Lastly, the gauge cluster is an exercise in functional simplicity. I adore the center tach mounted display with a host of vehicle information options shown on the sides. Someone needs to build a unit similar to this for the aftermarket!
Here’s a good look at the cluster at night. Tell me that isn’t a thing of beauty.
Under the hood there’s a whole bunch of plastic but I assure you there’s an engine underneath it all. A 306-hp, 3.5L naturally aspirated V-6 powers the RC 350 F Sport, which is mated to an 8-speed automatic transmission with no option for a manual (boooo!).
The F Sport package also includes an adaptive variable two-mode suspension, 19-inch wheels, massive 14-inch two-piece rotors with 4-piston caliper brakes and the sport interior with enhanced styling cues. Is it worth the extra $5,000 or so extra dollars? I definitely think so, considering aftermarket equivalent upgrades would cost significantly more to match the performance.
Specs aside, how does it perform and drive? I can assure you if you’re in the market for a luxurious daily driver that excites the senses behind the wheel, the RC 350 F Sport fits the bill very well. It’s quiet and comfortable when cruising around, the 8-speed slushbox is silky smooth, and despite the V-6 having to overcome all 3800 lbs of it, the RC is eager to reach your desired speed when a good amount of throttle is applied.
It’s by no means a rocket ship, but the V-6 is more than adequate and well matched to the chassis and driving dynamics delivered.
Official MPG ratings come in at 19 city / 28 highway. I was able to achieve near 30 mpg cruising on the highway and averaged around 23 mpg for the week, which is impressive for a vehicle of this size and weight.
Southern Californians are spoiled with their year-round summer-like weather, but another gold mine that they’ve got access to are the scores of amazing canyon roads. These roads are the perfect playground to evaluate a vehicle’s handling, braking and performance attributes, so I’ve gotten to know them well during my time living in SoCal.
This is Angeles Crest Highway. It’s the perfect mix of technical tight turns and elevation changes to challenge any car and driver. It seems to be an extremely popular spot for motorcyclists too, as I saw more of them up here than their four-wheeled counterparts.
With the RC 350 F Sport in Sport S mode, the most performance oriented and aggressive driving setting, I tore through Angeles Crest at a good 7/10ths pace (It’s a public road after all) and was rewarded with an agile vehicle willing to respond to quick inputs and transitions. However, even with the willingness of the RC to tackle the tight corners and downhill braking zones, its considerable mass is noticeable.
Not in a ‘holy moly this car is heavy’ manner, but more of a ‘If I were 400 lbs lighter I could brake later, accelerate harder’ sort of way, which would certainly up the fun factor in a big way.
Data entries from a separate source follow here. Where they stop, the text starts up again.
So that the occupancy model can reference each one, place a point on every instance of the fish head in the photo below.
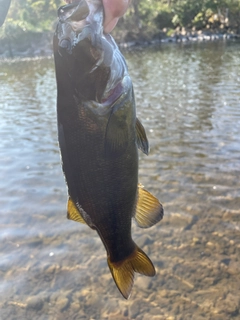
(90, 57)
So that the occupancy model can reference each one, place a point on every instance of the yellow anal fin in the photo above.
(149, 210)
(73, 213)
(123, 271)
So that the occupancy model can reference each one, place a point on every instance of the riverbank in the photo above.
(40, 44)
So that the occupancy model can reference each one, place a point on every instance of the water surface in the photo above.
(52, 268)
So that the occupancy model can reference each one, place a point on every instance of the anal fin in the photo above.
(149, 210)
(73, 213)
(123, 271)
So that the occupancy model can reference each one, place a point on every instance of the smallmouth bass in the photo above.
(99, 136)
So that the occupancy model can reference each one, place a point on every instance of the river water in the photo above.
(52, 268)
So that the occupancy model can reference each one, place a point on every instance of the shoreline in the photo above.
(40, 45)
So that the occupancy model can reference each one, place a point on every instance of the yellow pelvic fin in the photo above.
(149, 210)
(123, 271)
(73, 213)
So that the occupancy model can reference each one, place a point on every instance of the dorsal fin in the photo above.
(148, 209)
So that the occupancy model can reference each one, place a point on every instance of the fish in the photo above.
(99, 136)
(4, 7)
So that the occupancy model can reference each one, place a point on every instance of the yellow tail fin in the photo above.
(123, 271)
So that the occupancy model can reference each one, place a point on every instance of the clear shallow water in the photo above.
(52, 268)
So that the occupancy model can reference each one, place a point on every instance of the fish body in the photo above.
(99, 136)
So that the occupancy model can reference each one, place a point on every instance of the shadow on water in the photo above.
(51, 268)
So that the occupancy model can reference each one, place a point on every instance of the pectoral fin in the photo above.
(149, 210)
(73, 213)
(141, 136)
(116, 137)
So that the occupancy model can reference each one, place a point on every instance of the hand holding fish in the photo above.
(113, 10)
(99, 137)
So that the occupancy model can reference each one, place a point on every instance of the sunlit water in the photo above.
(52, 268)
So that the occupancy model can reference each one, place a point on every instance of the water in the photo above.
(52, 268)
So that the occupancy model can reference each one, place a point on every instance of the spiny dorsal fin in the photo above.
(73, 213)
(123, 271)
(142, 140)
(149, 210)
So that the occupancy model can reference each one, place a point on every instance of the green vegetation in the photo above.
(32, 17)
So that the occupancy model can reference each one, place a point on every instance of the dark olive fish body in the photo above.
(99, 136)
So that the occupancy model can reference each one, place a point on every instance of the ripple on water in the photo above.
(52, 268)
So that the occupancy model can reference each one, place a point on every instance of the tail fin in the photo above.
(123, 271)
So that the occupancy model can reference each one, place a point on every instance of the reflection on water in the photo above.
(52, 268)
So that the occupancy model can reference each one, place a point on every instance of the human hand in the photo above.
(113, 9)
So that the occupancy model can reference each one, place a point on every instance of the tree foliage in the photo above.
(39, 15)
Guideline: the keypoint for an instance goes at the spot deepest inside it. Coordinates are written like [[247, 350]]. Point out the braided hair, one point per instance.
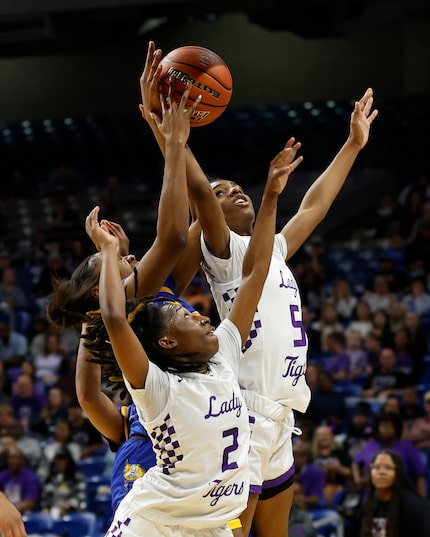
[[148, 317]]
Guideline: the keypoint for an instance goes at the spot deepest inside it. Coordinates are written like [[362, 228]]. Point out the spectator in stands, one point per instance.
[[386, 378], [6, 442], [314, 339], [343, 300], [13, 347], [300, 523], [392, 506], [387, 434], [310, 476], [381, 326], [10, 519], [379, 295], [28, 368], [12, 296], [7, 418], [77, 250], [397, 316], [337, 359], [417, 431], [396, 278], [52, 363], [417, 299], [418, 251], [391, 405], [328, 322], [5, 386], [111, 195], [373, 348], [332, 459], [401, 350], [62, 439], [64, 489], [55, 267], [19, 483], [26, 403], [55, 409], [411, 407], [362, 319], [29, 445], [420, 184], [357, 356], [327, 405], [359, 429], [311, 288], [83, 432]]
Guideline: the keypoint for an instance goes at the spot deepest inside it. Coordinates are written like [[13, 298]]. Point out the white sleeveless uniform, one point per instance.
[[272, 372], [198, 424]]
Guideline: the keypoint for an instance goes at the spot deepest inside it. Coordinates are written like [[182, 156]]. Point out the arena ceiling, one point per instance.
[[50, 27]]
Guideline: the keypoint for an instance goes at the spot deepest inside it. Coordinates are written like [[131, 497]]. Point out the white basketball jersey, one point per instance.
[[201, 441], [274, 362]]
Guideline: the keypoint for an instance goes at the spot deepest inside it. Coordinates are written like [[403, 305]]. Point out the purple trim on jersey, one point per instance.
[[271, 483], [166, 445]]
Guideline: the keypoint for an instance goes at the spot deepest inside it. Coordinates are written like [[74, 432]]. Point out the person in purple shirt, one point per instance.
[[337, 361], [387, 433], [20, 484], [310, 476]]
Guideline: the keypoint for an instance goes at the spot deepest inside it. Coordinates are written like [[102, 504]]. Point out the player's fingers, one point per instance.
[[149, 54], [185, 95], [190, 111]]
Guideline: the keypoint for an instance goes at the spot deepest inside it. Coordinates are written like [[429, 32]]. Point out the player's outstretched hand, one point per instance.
[[99, 234], [175, 120], [282, 166], [149, 83], [361, 118], [117, 230], [11, 524]]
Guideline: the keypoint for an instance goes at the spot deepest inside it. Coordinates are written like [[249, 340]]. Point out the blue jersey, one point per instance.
[[133, 456], [168, 290]]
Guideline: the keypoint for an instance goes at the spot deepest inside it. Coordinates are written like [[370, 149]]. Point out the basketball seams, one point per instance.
[[195, 63], [191, 98], [202, 71]]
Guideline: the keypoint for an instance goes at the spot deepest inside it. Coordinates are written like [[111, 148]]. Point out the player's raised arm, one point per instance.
[[321, 195], [259, 252]]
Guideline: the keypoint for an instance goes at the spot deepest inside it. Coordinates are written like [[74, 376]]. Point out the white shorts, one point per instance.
[[141, 527], [271, 458]]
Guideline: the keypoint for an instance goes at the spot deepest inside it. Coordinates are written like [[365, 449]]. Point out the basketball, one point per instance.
[[210, 77]]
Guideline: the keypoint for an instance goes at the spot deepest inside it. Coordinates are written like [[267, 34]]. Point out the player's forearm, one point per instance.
[[259, 251], [173, 210]]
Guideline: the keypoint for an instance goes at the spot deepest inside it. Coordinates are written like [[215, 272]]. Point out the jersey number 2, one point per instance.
[[226, 465]]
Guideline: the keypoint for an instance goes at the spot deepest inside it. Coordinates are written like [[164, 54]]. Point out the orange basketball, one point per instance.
[[210, 76]]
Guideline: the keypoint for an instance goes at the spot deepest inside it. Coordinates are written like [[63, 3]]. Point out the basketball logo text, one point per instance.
[[184, 77]]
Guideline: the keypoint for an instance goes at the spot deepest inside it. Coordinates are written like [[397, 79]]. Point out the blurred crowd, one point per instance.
[[366, 311]]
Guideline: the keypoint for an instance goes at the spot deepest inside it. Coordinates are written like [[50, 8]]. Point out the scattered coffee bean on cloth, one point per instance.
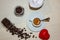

Alas though, the canyon roads (or race tracks) are not what the RC 350 F Sport was built for, so I don’t want to take away from it too much, because the level of grip from the 19-inch summer tires was impressive and the brakes provided excellent modulation with no sign of fade throughout the day. Like I said, if you’re out for a 7/10ths canyon run, then this vehicle is well up to the task.